Com o fim da Segunda Guerra, houve mudanças na preferência do público leitor, e o gênero super-herói entrou em declínio. Por algum tempo, a Timely se dedicou mais a outros gêneros de HQ, como histórias com garotas, monstros gigantes e ficção científica, mas sem atrair muito público. As coisas pioraram na década de 1950, quando se iniciou uma verdadeira caçada aos gibis nos Estados Unidos, inflamada pelo psiquiatra Dr. Fredric Wertham – os editores sobreviventes tiveram de se submeter ao famigerado Código de Ètica, cujo objetivo era banir os gêneros terror e crime, que eram os mais populares de então, mas que afetou os outros gêneros. Por pouco, Lee não mudou de profissão.
Tudo mudou em 1960. Foi quando Martin Goodman, enquanto jogava golfe com um rival editorial – Jack Liebowitz, editor da National – ouvia este se gabar do sucesso de seu principal gibi, da Liga da Justiça. Foi quando Goodman teve uma ideia: largou o taco de golfe, correu para a editora e pediu a Stan Lee que concebesse um gibi com um grupo de super-heróis. Lee, que já cogitava utilizar ideias diferentes para o gênero, criou então o Quarteto Fantástico, que cativou o público graças a um fator que diferenciava estes dos super-heróis de então: a caracterização dos personagens, que os aproximava da maioria dos leitores – foi a partir do Quarteto Fantástico que os super-heróis passaram a ter recalques, problemas financeiros e de relacionamento, a discutir e não raro se desentender com os companheiros de equipe, mas sem abrir mão dos elementos fantásticos e das providenciais viradas de jogo. A arte ficou a cargo de Jack “The King” Kirby, que novamente experimentaria o sabor do sucesso como desenhista.

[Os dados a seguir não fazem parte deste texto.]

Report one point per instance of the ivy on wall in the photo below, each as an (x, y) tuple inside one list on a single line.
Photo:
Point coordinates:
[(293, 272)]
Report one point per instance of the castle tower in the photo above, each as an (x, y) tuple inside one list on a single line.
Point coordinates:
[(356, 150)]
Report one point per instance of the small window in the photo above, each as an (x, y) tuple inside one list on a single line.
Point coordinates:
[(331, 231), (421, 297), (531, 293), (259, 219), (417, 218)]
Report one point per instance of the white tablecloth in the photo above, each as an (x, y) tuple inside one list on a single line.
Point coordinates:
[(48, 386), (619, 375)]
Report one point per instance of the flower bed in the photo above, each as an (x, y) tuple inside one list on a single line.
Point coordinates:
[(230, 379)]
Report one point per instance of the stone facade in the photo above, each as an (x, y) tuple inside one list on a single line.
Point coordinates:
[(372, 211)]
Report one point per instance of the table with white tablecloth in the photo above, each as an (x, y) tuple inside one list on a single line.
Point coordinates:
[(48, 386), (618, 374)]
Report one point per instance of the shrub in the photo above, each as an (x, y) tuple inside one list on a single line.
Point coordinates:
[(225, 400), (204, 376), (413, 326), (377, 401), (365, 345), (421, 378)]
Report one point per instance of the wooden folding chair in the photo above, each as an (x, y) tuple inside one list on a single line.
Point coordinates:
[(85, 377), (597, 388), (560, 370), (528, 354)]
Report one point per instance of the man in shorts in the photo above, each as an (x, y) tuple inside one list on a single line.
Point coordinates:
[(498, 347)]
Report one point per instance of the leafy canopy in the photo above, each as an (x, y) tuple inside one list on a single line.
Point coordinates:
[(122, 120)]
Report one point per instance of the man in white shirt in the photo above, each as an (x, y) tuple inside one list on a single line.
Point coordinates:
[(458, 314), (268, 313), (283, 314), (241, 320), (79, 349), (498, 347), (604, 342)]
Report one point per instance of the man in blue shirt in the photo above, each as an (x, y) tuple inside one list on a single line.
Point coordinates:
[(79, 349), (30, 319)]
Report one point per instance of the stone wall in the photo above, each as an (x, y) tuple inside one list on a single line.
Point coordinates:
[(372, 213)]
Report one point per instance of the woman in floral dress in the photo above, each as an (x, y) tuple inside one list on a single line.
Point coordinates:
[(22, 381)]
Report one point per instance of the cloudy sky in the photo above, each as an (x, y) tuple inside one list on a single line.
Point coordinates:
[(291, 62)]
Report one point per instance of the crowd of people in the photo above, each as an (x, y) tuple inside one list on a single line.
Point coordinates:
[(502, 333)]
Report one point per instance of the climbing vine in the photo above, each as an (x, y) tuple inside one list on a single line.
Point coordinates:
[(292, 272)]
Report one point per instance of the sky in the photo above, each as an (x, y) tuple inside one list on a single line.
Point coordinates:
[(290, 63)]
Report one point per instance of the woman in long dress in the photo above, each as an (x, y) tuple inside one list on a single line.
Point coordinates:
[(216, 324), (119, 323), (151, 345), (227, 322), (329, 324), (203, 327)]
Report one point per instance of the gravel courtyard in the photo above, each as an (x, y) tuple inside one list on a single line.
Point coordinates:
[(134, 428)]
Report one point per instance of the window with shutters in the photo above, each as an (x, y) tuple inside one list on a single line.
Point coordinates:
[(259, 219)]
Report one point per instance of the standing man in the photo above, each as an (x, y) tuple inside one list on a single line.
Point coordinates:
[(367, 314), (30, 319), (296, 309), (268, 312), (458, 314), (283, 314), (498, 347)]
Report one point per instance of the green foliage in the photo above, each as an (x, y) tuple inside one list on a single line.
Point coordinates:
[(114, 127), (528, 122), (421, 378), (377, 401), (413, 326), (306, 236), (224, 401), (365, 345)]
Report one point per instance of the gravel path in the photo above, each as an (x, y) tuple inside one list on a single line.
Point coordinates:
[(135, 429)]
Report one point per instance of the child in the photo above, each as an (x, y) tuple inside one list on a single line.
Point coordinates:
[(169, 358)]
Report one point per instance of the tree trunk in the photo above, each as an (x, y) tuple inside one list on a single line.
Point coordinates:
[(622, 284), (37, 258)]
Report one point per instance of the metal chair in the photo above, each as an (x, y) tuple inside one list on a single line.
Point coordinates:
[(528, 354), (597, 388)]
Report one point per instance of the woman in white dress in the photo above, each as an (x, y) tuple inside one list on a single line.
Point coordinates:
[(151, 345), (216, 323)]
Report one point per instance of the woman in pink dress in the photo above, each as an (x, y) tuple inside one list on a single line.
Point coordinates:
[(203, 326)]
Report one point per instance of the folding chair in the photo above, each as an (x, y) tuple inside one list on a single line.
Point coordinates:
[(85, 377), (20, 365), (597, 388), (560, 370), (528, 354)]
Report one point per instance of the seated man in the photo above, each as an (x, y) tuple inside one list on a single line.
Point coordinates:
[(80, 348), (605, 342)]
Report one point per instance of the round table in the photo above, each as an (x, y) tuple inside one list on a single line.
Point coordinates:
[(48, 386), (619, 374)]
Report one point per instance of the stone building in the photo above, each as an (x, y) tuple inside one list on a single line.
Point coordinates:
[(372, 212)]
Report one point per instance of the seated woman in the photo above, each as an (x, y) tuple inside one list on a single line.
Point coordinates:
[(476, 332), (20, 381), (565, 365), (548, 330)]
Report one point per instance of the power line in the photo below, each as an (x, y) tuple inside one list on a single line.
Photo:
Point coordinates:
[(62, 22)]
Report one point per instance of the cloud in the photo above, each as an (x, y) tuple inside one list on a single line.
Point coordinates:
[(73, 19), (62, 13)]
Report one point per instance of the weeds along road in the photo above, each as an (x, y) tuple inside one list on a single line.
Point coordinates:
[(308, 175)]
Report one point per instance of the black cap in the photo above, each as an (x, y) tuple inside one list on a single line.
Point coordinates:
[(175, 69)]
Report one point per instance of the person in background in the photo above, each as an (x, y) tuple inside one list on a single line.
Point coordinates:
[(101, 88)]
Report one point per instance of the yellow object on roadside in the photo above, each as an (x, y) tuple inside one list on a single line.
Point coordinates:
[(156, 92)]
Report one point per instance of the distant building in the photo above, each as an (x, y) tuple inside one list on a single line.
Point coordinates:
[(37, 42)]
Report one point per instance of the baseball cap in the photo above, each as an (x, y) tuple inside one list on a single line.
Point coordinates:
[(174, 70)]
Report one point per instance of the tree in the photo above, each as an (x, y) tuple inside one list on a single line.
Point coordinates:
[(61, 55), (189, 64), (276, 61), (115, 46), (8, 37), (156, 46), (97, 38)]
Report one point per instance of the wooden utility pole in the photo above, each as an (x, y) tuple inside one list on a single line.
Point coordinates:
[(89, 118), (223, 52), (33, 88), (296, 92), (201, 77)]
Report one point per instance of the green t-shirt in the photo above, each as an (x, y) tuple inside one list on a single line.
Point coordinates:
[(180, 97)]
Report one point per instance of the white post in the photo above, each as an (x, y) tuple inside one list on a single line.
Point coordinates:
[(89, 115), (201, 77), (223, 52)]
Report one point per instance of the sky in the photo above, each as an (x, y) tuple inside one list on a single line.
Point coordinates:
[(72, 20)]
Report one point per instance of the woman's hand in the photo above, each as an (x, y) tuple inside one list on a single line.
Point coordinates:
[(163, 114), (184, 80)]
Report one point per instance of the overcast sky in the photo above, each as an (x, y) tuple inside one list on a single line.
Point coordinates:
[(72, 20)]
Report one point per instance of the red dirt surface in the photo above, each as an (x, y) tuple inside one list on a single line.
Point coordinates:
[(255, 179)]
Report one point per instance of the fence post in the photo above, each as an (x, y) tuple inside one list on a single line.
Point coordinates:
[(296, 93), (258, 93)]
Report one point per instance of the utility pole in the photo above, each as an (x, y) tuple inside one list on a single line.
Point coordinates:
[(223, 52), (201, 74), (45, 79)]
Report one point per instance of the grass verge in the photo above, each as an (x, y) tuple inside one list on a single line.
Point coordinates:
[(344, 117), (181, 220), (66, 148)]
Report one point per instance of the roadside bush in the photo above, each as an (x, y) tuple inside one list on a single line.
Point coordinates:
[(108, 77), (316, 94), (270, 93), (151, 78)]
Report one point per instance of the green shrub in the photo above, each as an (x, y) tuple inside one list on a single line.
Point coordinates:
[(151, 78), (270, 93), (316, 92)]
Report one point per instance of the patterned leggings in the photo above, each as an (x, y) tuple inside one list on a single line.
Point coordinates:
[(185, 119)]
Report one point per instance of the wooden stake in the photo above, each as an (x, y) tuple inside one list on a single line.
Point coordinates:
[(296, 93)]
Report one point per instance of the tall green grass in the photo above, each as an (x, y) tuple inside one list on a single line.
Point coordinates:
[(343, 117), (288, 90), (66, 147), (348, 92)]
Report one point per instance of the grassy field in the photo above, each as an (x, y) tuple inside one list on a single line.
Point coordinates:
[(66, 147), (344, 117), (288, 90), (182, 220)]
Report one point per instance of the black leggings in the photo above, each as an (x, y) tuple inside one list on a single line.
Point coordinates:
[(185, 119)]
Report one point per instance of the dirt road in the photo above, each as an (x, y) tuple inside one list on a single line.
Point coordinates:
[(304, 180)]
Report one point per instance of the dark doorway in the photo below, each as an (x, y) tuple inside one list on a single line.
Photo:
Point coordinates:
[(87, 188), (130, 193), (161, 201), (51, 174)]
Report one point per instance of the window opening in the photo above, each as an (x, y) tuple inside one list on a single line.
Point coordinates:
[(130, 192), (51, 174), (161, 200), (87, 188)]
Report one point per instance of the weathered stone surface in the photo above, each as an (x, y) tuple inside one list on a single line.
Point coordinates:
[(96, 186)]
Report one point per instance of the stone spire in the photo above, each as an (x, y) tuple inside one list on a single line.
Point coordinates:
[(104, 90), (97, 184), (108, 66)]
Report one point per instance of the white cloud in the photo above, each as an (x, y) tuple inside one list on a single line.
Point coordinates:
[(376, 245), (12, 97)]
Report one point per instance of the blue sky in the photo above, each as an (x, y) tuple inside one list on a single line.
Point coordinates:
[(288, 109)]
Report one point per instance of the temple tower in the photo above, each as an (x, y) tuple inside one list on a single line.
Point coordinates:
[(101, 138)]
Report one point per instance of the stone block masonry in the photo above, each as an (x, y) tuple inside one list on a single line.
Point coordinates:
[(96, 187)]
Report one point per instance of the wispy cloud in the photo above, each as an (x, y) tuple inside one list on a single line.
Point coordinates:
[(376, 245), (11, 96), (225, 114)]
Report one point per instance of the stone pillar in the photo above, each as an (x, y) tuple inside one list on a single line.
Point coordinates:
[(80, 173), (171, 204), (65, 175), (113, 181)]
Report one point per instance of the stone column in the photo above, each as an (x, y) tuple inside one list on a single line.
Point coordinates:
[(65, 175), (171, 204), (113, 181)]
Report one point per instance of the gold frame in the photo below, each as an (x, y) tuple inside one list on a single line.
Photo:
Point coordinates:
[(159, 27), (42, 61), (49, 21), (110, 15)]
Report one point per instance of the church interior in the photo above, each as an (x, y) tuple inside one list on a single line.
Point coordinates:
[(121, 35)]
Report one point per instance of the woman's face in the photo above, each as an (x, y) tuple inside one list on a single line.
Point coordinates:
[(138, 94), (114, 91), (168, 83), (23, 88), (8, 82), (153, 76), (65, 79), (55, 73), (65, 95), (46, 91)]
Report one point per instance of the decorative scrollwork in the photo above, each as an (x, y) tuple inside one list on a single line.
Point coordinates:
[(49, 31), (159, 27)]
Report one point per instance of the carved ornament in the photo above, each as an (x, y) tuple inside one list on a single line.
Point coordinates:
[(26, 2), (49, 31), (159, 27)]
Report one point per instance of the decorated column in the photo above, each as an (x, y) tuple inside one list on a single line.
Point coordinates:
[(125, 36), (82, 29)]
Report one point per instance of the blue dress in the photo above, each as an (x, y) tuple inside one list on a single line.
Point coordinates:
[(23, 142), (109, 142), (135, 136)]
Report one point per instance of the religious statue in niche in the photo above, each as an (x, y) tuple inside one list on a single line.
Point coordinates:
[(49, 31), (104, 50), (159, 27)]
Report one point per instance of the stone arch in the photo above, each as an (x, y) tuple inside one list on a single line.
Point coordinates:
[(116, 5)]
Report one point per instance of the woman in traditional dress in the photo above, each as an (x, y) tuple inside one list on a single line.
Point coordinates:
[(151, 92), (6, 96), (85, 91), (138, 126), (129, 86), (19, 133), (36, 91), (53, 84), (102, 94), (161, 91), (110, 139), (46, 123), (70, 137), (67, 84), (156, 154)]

Com o sucesso, logo começaram a surgir outros super-heróis que acabariam compondo o Universo Marvel – por essa época, a editora muda seu nome para Marvel Comics. Pode-se dizer que foi a partir do Quarteto Fantástico que Stan realmente soltou a sua imaginação, e criou uma plêiade de super-heróis diferentes dos habituais – incluindo etnias diferentes. A partir de 1961, aparecem, da cabeça de Stan Lee, e dos lápis de Jack Kirby e outros colaboradores – entre eles Steve Ditko – heróis como Hulk, Thor, Homem Formiga, Homem de Ferro, Homem Aranha, Demolidor, Pantera Negra, Surfista Prateado, Doutor Estranho, Inumanos, X-Men... E, claro, os Vingadores, juntando vários desses em uma só equipe. Além de ressuscitar o Capitão América e o Namor, então vivendo uma fase de ostracismo. Uns, de razoável sucesso, que só se tornariam célebres décadas depois, nas mãos de outros autores; outros de sucesso estrondoso logo de cara, a ponto de serem os primeiros a virem a cabeça do leitor quando se fala em Marvel – sim, Homem Aranha, estamos falando de você mesmo. Com essa expansão, a carreira de Stan Lee ultrapassa as barreiras dos quadrinhos. Ele se torna o principal porta-voz da editora, vende a imagem da “Casa das Idéias” como a de uma grande família feliz, institui um novo estilo para escrever histórias, o “método Marvel”, no qual o desenhista também se torna um co-autor das tramas, e revela grandes nomes, como os já citados Jack Kirby e Steve Ditko, além de Don Heck, John Romita (e seu filho JRJR), Jim Steranko, e do futuro editor e braço-direito Roy Thomas. Sem falar em outros nomes lembrados como os de Marv Wolfman, Dave Cockrum, Mike Zeck, Barry Windsor-Smith, Frank Miller, Jim Starlin, Steve Eaglehart, Frank Brunner e o futuro editor-chefe Jim Shooter – citando os das décadas de 1960 a 1980. Os anos 1990 revelariam, ainda na Marvel (para o bem e para o mal), Todd MacFarlane, Jim Lee, Whilce Portacio, Rob Liefeld, Fabian Nicieza, Joe Quesada, Jimmy Palmiotti...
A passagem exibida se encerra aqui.